Director Glendyn Ivin’s melodrama Penguin Bloom comprises two key plot strands – one involving a human and the other an animal – which have unsubtle intersecting metaphors.
While vacationing in Thailand, Sam Bloom (Naomi Watts) falls off a ledge and becomes a paraplegic. Months after the accident, while she is in the throes of deep depression, her husband Cameron (Andrew Lincoln) and their three young boys (Griffin Murray-Johnston, Felix Cameron and Abe Clifford-Barr) bring into the family home an injured magpie they name Penguin, pledging to nurse it back to health. And so: a bird learning to fly again coupled with the story of a wheelchair user whose spirits are broken.
Insulating Penguin Bloom a little from complaints that it trades in heavy-handed metaphors is the fact it was based on a true story (adapted from a book by Cameron Bloom and Bradley Trevor Greive). It reminded me of Craig Monahan’s gentle 2014 drama Healing, which was inspired by a real-life initiative that had prisoners working in a sanctuary for injured raptors – thus ripe with symbolism invoking broken wings and broken people.

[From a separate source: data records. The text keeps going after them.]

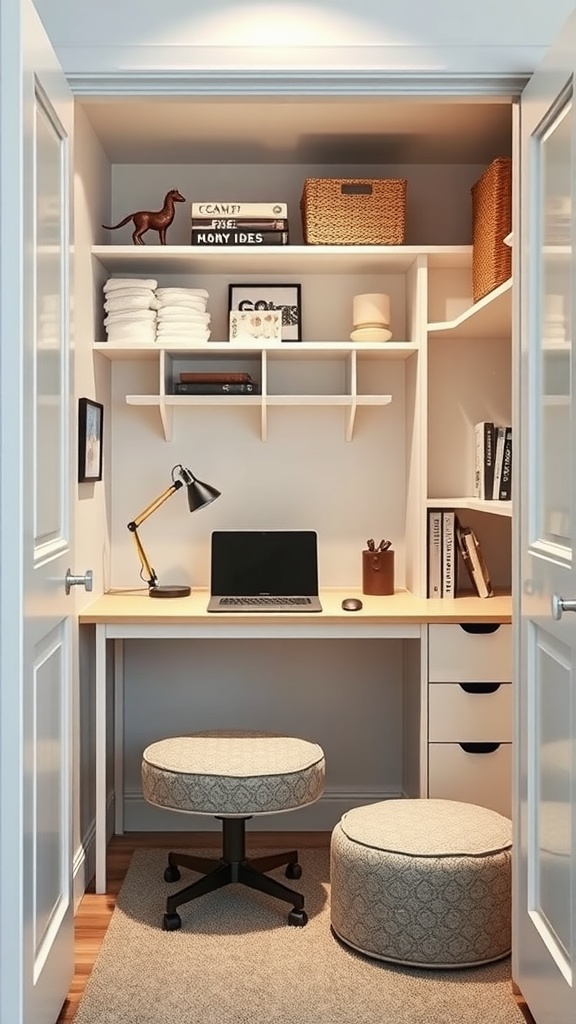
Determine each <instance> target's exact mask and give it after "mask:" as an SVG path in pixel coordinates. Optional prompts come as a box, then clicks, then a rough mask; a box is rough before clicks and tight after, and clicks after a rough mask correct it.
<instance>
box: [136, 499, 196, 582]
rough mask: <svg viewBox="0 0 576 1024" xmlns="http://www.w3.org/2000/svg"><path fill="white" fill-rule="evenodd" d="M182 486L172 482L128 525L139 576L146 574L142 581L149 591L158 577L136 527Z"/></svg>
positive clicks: (137, 526)
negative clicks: (158, 496) (136, 554)
mask: <svg viewBox="0 0 576 1024" xmlns="http://www.w3.org/2000/svg"><path fill="white" fill-rule="evenodd" d="M182 486H183V483H182V481H181V480H174V481H173V483H171V484H170V486H169V487H166V490H164V492H163V493H162V494H161V495H160V496H159V497H158V498H156V499H155V500H154V501H153V502H151V503H150V505H147V507H146V509H143V510H142V511H141V512H140V513H139V515H137V516H136V517H135V518H134V519H132V521H131V522H129V523H128V529H129V530H130V532H131V534H132V537H133V538H134V544H135V545H136V551H137V553H138V559H139V562H140V566H141V571H140V575H141V572H142V571H143V572H146V578H145V577H142V579H146V583H147V584H148V586H149V588H151V589H152V588H153V587H156V585H157V583H158V577H157V575H156V572H155V571H154V569H153V567H152V565H151V564H150V560H149V558H148V555H147V553H146V551H145V549H143V546H142V542H141V541H140V539H139V536H138V526H141V524H142V522H146V520H147V519H148V518H149V516H151V515H153V514H154V512H156V510H157V509H159V508H160V506H161V505H164V502H167V501H168V499H169V498H171V497H172V495H173V494H175V492H176V490H179V489H180V487H182Z"/></svg>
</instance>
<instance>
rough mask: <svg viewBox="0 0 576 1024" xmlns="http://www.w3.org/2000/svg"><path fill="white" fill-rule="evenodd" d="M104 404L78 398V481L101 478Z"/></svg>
mask: <svg viewBox="0 0 576 1024" xmlns="http://www.w3.org/2000/svg"><path fill="white" fill-rule="evenodd" d="M102 426H104V406H101V404H100V402H99V401H93V400H92V398H79V399H78V482H79V483H84V482H86V481H88V480H101V478H102Z"/></svg>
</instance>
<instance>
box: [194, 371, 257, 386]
mask: <svg viewBox="0 0 576 1024" xmlns="http://www.w3.org/2000/svg"><path fill="white" fill-rule="evenodd" d="M251 383H252V378H251V376H250V374H247V373H244V372H240V371H239V372H234V371H233V372H232V373H229V372H222V371H215V372H213V371H189V372H184V373H181V374H180V384H251Z"/></svg>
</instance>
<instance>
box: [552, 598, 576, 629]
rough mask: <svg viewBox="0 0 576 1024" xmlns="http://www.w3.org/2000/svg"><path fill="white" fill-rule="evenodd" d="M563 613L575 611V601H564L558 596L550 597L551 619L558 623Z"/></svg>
mask: <svg viewBox="0 0 576 1024" xmlns="http://www.w3.org/2000/svg"><path fill="white" fill-rule="evenodd" d="M564 611H576V601H565V600H564V598H563V597H561V596H560V595H559V594H553V595H552V618H556V621H557V622H558V621H559V618H562V615H563V612H564Z"/></svg>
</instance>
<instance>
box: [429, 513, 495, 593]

The idea of an animal’s physical and behavioural transformation mirroring a person’s is an interesting and multifaceted concept. Are we for instance projecting ourselves on to animals when we see our stories in them, or are some narrative templates – such as triumphing over adversity – so strong they transcend species, bringing a degree of narrative order to a chaotic universe?
It becomes painfully clear early in Penguin Bloom, however, that Ivin – who recently directed two exceptional TV series, The Cry and Safe Harbour – is going to take the easy way out. Even talented directors find it difficult to resist the lure of the voiceover, despite that famous dictum being drilled into their heads since film school: the one about how they ought to “show, don’t tell”.
The person doing the telling in Penguin Bloom is Noah (Murray-Johnston), one of Sam and Cameron’s sons, who begins by reminiscing that “Mum loves the ocean, she always has” and eventually concludes that she “is not the person she once was ... but for me, she’s more than that”. How was anybody not wincing when that line was recorded?
I quickly found myself longing for less yakety-yak and more visual storytelling – only for another dictum, “careful what you wish for,” to start ringing in my head. In one dramatic scene Sam stares at a jar of honey and pushes it off the kitchen bench, as if to say: my life has been smashed to pieces – a moment so symbolically loaded they put it on the trailer. During another Sam smashes framed family photos with a broomstick, and yes – they put that one on the trailer too.
Meanwhile, Penguin stays busy charming the characters and the audience, softening Sam’s hardened heart and embedding herself into the family’s routines – pottering around the home, stealing a teabag from a mug and generally behaving like a loveable little scamp. The way the bird (several were used during production) is integrated into various scenes – as if it really were a member of the family – is exceptionally well done: props to magpie trainer Paul Mander, who was assisted with modestly used and seamlessly integrated CGI.
When Penguin finds herself in a traumatic situation, I discovered myself more emotionally involved than I thought, genuinely concerned for her safety – well aware that Australian cinema has a reputation for killing off animals (particularly dogs: Mad Max 2, Red Dog, Snowtown, I’m looking at you). I felt more invested in Sam’s journey in the second half too, when she takes up kayaking and Watts’ strong, solemn performance is afforded more space to breathe.
But every once in a while Ivin did something to make me question his motives. Take for example a shot late in the piece, in which Sam looks ahead and imagines herself – smiling, upright and walking happily – beaming back at her. This image comes dangerously close to endorsing outdated and offensive views of disability: particularly the idea that a person isn’t “complete” unless they look and move like the majority.
By this point shouldn’t the film be more interested in the person Sam has become, rather than who she once was? A postscript informs us that Bloom went on to achieve numerous sporting distinctions, as if this were nothing more than a small thing to bung on at the end. It is a final confirmation that Penguin Bloom, while heartening, is more about loss than rebirth. There is a great, moving story to tell about the real Sam Bloom – but this film only gets part of the way there.